Folklore was made entirely remotely, how did that process change for Evermore

This was both. Some of it was remote, but then after the Folklore: The Long Pond Studio Sessions, [Taylor] stayed for quite a while and we recorded a lot. She actually wrote “‘Tis the Damn Season” when she arrived for the first day of rehearsal. We played all night and drank a lot of wine after the fireside chat -- and we were all pretty drunk, to be honest -- and then I thought she went to bed. But the next morning, at 9:00 a.m. or something, she showed up and was like, “I have to sing you this song,” and she had written it in the middle of the night. That was definitely another moment [where] my brain exploded, because she sang it to me in my kitchen, and it was just surreal.


That music is actually older -- it’s something I wrote many years ago, and hid away because I loved it so much. It meant something to me, and it felt like the perfect song finally found it. There was a feeling in it, and she identified that feeling: That feeling of… “The ache in you, put there by the ache in me.” I think everyone can relate to that. It’s one of my favorites.


Did you watch the Disney+ special?

I’m not a big fan of watching myself -- but I did watch it, and I thought it was beautiful. It’s funny, because it was very DIY in a sense; a tight little small crew was there to do it, nobody was styling us or fixing our hair or anything like that, it’s very authentic. I rehearsed a little bit before, but both of us -- Jack and I -- were pretty much figuring it out as we went.

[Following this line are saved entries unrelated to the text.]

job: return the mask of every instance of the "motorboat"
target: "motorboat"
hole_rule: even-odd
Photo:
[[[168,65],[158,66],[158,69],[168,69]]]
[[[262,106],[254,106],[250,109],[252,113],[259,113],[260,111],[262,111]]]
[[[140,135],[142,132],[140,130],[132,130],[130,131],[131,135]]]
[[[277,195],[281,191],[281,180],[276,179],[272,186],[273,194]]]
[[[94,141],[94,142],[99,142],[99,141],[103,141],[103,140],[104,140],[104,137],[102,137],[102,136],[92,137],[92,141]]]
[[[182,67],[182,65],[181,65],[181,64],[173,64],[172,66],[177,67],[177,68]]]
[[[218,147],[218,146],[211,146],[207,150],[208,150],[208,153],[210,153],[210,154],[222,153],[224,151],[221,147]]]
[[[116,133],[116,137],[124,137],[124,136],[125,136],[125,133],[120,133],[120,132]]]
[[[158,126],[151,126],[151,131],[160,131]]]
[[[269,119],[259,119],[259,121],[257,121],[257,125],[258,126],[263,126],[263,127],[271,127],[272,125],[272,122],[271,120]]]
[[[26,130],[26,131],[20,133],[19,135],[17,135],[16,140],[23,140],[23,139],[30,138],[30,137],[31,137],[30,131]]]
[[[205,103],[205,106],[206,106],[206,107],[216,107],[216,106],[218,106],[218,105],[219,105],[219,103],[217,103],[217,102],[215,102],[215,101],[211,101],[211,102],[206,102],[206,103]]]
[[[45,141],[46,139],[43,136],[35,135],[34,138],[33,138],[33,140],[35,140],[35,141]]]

And I think the nice thing is that all of the songs could work like that, and that’s partly a testament to the strength of the album. Without big production tricks or backing vocals or anything like that, the songs stand up, and Taylor just sang the crap out of them. And hanging out with them was so much fun. They’re kind of like siblings almost; they’ve known each other a long time, there’s this quick humor between them.


Would you like to do something like that again with Evermore?

I don’t know if you can recreate exactly what we did with Folklore. I haven’t actually talked to anyone about that. But to me, the songs of Evermore would be even more fun to play, because more of them feel like band songs. But, that being said, I won’t be disappointed if we don’t -- there is no plan afoot right now to do that.


During an interview on Jimmy Kimmel Live! Jimmy asked Taylor about the rumors behind Woodvale and if there’s a third album coming, to which she said she’s exhausted. How are you feeling energy wise?

I think we both feel like it was Mission: Impossible -- and we pulled it off. I imagine that we’ll make music together in some ways forever, because it was that sort of chemistry, and I’m so thankful and grateful for what happened, but I think there’s a lot there. It’s not just the two albums, there’s also bonus tracks, and two of my favorite songs aren’t even on this record. We’re not pouring into another one now.


I’m going to finish the Big Red Machine album -- I was really very close to finishing it when all of a sudden the Folklore and Evermore vortex opened up, and actually Taylor has been really helpful and involved with that as well — and The National is starting to talk about making music, and I think she’ll probably take a break. But I’m so excited for any future things we might do -- it’s definitely a lifelong relationship. And I’d say the same for all the people who worked on these records, including my brother and everybody who contributed. It’s a really special legacy.



From Aaron's interview, there's a very good chance Taylor will be on on the next Big Red Machine album.